4. Big data can be unwieldy.
Can you imagine sifting through a dataset with millions of cases? It doesn't happen often. Currently, less than 0.5% of all data in the world has actually been analyzed. Big data is messy. Compared with small data, it is harder to organize, understand, and extract insights from. To analyze big data, researchers need technology that allows massive amounts of data to be processed quickly (e.g., parallel processing) as well as the appropriate skillset (e.g., training in statistics, machine-learning, programming, and research methods).

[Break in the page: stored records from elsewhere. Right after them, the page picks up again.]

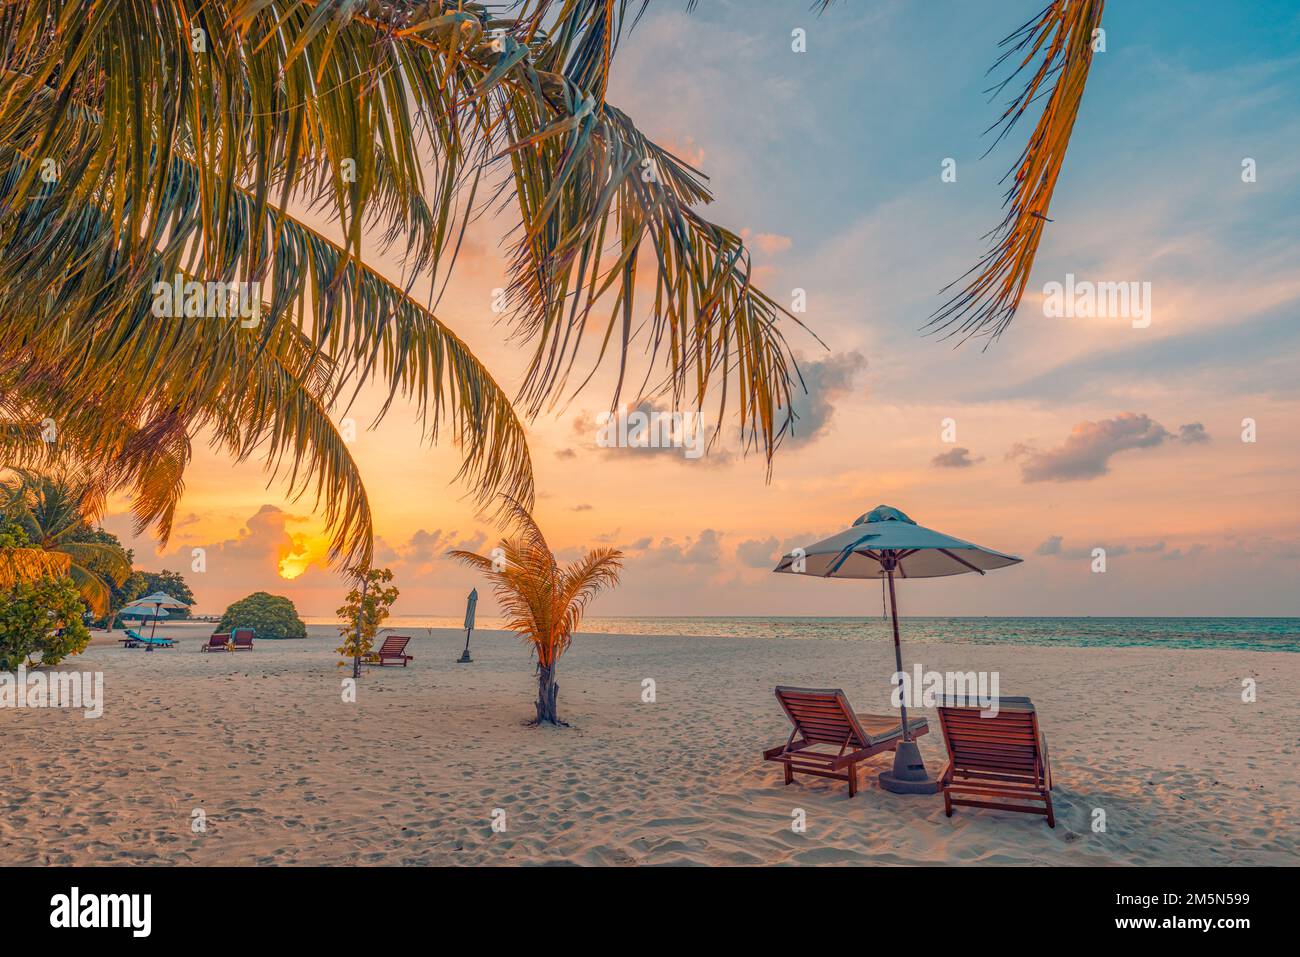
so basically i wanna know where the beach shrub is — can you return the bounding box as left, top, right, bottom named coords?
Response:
left=336, top=567, right=399, bottom=677
left=218, top=592, right=306, bottom=640
left=0, top=577, right=93, bottom=671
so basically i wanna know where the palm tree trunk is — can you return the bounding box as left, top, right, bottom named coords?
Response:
left=534, top=662, right=561, bottom=725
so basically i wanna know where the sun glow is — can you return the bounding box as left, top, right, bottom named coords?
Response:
left=277, top=530, right=331, bottom=580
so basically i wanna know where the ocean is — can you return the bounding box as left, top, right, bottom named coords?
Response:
left=304, top=616, right=1300, bottom=653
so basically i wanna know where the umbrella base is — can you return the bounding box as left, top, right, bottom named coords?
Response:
left=878, top=740, right=941, bottom=795
left=456, top=652, right=473, bottom=663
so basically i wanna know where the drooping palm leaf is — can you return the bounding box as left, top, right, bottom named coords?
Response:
left=926, top=0, right=1105, bottom=345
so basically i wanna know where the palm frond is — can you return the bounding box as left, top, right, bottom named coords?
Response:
left=925, top=0, right=1105, bottom=345
left=0, top=547, right=71, bottom=589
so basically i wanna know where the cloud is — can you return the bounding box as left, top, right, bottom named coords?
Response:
left=1162, top=545, right=1206, bottom=561
left=1008, top=412, right=1205, bottom=482
left=572, top=503, right=594, bottom=512
left=736, top=536, right=779, bottom=568
left=748, top=231, right=792, bottom=255
left=931, top=446, right=981, bottom=469
left=636, top=530, right=724, bottom=567
left=1034, top=535, right=1064, bottom=557
left=1035, top=535, right=1171, bottom=561
left=785, top=351, right=867, bottom=447
left=555, top=448, right=577, bottom=460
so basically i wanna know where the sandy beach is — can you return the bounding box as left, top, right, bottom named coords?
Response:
left=2, top=622, right=1295, bottom=866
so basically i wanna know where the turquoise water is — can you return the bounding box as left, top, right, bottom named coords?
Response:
left=306, top=616, right=1300, bottom=653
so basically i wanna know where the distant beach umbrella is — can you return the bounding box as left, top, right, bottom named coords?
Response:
left=773, top=505, right=1021, bottom=794
left=120, top=605, right=170, bottom=619
left=121, top=591, right=190, bottom=643
left=459, top=588, right=478, bottom=663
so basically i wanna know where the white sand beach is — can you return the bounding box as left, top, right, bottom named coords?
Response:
left=2, top=623, right=1296, bottom=866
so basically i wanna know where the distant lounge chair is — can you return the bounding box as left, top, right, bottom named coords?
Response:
left=123, top=628, right=173, bottom=649
left=763, top=686, right=929, bottom=797
left=231, top=628, right=255, bottom=650
left=937, top=696, right=1055, bottom=827
left=365, top=635, right=413, bottom=667
left=202, top=633, right=232, bottom=652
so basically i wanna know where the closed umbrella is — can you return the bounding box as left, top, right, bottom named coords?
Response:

In addition, researchers are faced with the issues of storing the large amounts of data and keeping the data secure and free from identifying information of the participants. Data breaches are common. For instance, earlier this year, researchers scraped data from OkCupid and published it on Open Science Framework, a public and collaborative data-sharing site, arguing that the data was already publicly available. The data included OkCupid users' usernames, profile information, and answers to personal questions (e.g., drug usage and sexual preferences), which rendered many of the participants identifiable and caused outrage.
5. Big data is correlational.
Big data tends to look for patterns and relationships and has more limited abilities to test for causation due to the difficulty of manipulating variables and controlling for confounding factors on such a large scale. That is not to say that experiments cannot be done with big data. For instance, A/B tests, or comparisons between alternatives such as different web interfaces, can be done relatively easily. However, small data generally provide a more suitable environment for experiments and can test potential effects of changes before they are implemented, and are thus much less risky.
It is unquestionable that big data is in our future. But does that mean that small data is obsolete? Not at all. Whereas big data tells us, in great detail, what happens, small data can better tell us why. Both big data and small data have a place in research and each has its unique strengths and weaknesses. Together, the two methods can enhance our insight on how the world works.
How is big data changing the way you do research?